The book under threat marks the 40th anniversary of the human rights pressure group Amnesty International. The synopsis includes a chapter on Peking's deplorable human rights record to be written by the Chinese dissident Wei Jingsheng.
Mr Wei, 47, is the leading voice of opposition to the regime in Peking. A former electrician at Peking zoo, he spent 16 years behind bars between his arrest in 1979 and his expulsion from China last year, after writing an article which criticised the Chinese leader, the late Deng Xiaoping.

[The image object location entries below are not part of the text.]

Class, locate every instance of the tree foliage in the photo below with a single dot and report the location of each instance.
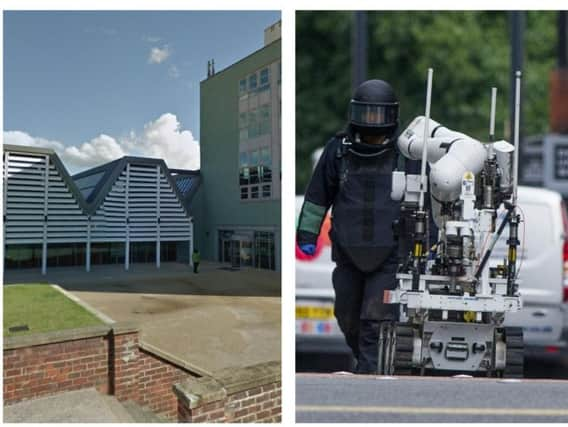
(469, 51)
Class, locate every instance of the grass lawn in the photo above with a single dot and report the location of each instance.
(42, 309)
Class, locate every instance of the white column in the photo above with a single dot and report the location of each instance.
(158, 216)
(88, 254)
(45, 213)
(127, 242)
(191, 241)
(277, 258)
(6, 166)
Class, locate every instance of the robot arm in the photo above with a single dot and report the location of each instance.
(450, 155)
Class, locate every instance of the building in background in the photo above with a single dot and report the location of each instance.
(127, 211)
(238, 215)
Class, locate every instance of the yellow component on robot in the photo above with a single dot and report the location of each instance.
(418, 250)
(512, 254)
(469, 316)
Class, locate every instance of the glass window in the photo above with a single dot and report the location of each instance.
(143, 252)
(65, 254)
(107, 253)
(23, 256)
(244, 176)
(264, 77)
(265, 124)
(254, 159)
(243, 120)
(169, 251)
(252, 125)
(265, 157)
(264, 249)
(266, 174)
(254, 178)
(254, 192)
(252, 82)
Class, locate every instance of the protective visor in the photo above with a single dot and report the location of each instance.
(373, 115)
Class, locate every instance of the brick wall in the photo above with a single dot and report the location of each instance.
(251, 394)
(144, 377)
(115, 362)
(37, 370)
(109, 359)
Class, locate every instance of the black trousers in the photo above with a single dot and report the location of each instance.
(359, 309)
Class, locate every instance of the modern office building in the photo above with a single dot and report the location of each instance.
(238, 216)
(127, 211)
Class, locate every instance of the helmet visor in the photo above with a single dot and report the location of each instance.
(373, 115)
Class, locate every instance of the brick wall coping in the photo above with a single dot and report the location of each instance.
(174, 360)
(53, 337)
(195, 392)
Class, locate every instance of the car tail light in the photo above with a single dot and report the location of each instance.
(565, 253)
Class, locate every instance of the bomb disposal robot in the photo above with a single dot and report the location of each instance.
(452, 304)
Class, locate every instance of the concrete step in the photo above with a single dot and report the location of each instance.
(81, 406)
(140, 414)
(118, 409)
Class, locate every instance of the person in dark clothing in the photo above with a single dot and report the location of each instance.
(195, 259)
(353, 176)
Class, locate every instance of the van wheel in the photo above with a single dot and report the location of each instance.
(514, 367)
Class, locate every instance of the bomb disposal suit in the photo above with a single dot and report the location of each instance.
(353, 176)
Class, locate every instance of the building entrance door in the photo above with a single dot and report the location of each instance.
(237, 250)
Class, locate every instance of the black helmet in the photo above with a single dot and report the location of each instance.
(374, 109)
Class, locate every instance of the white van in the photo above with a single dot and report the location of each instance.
(543, 271)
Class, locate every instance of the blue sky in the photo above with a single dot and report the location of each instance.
(70, 77)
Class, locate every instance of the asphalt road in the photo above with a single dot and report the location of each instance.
(356, 398)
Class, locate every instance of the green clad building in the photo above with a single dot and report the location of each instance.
(237, 215)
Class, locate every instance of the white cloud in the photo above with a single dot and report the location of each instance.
(98, 150)
(173, 72)
(17, 137)
(157, 55)
(151, 39)
(102, 30)
(162, 138)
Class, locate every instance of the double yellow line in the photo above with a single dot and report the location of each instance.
(535, 412)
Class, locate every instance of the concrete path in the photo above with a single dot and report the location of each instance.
(212, 320)
(359, 398)
(82, 406)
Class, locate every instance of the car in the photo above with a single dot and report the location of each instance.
(542, 269)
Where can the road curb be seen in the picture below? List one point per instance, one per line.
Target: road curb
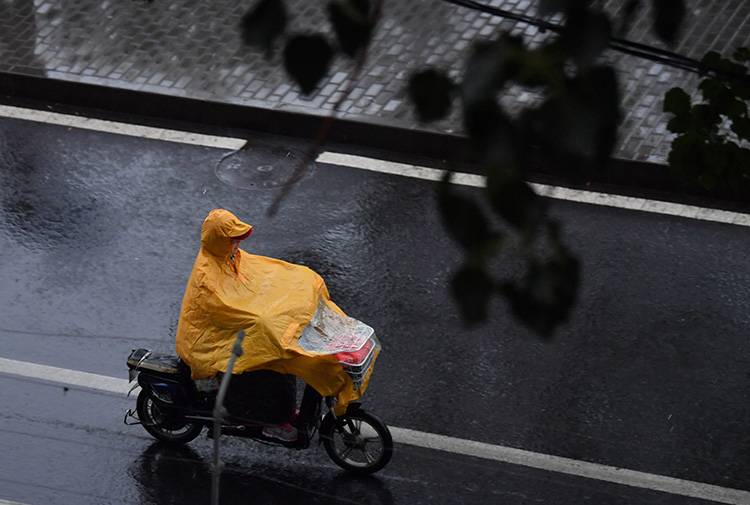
(625, 177)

Mr Wei, who now lives in the United States, has been scathing about the West's failure to speak out more loudly on human rights. In London in January, he told the Independent: "Because of business they want to keep a distance from me. I think it's a pity." His chapter had started to unnerve HarperCollins's senior editorial director in London, Richard Johnson, who had previously been enthusiastic about the proposal from a freelance journalist, Jonathan Power.
The Independent has learned that Mr Johnson sought guidance yesterday from HarperCollins's chairman and publisher Eddie Bell, and was instructed not to offer any advance to Mr Power until Mr Murdoch has clarified his position on the Communist regime in Peking.
Mr Power, who is based in Oxford, has already written a book marking the 30th anniversary of Amnesty International. "Nobody inside the show [HarperCollins] is in any doubt about what this whole thing is about," he said yesterday. "I'm surprised he [Mr Murdoch] even allowed Chris Patten's book to be commissioned. It was presumably a sin of omission by someone in the HarperCollins's chain of command."
If his book is also dumped, Mr Power won't be disappointed. He has been thinking of withdrawing his synopsis in solidarity with those leading HarperCollins authors who have revolted in protest against the way Mr Patten has been treated. "I only went to HarperCollins because it is a very big publishing firm which has the marketing might and distribution network to reach the 300,000 Amnesty members in America," he explained, adding: "To effectively kill a book [Chris Patten's East and West] which, by all accounts, is very good is kow-towing to the Chinese authorities in the most crude and elemental level."
If that is what he is about, Rupert Murdoch will almost certainly put a stop to plans by Mr Power to include a chapter in his book by Wei Jingsheng. As China's leading dissident, he is even more of a thorn in the flesh of the Communist regime in Peking than the former Hong Kong governor.
Stuart Proffitt, the former senior editor at HarperCollins whose departure from the company last week originally sparked the Murdoch controversy, last night declined to comment on the latest developments. "I am legally constrained from commenting on this," he said. However, he confirmed he was taking HarperCollins to an industrial tribunal and said he expected the hearing to start within the next three to six months.
Mr Wei was expelled from his homeland in December after serving 18 years in a succession of prisons and forced labour camps, where he was repeatedly tortured and confined in freezing cells. Since his exile began three months ago, he has visited Mr Patten in London. He also had a brief meeting with Derek Fatchett, the junior minister at the Foreign Office who handles Chinese affairs. He had hoped to meet with the Foreign Secretary, Robin Cook, but the minister "had a full appointment book".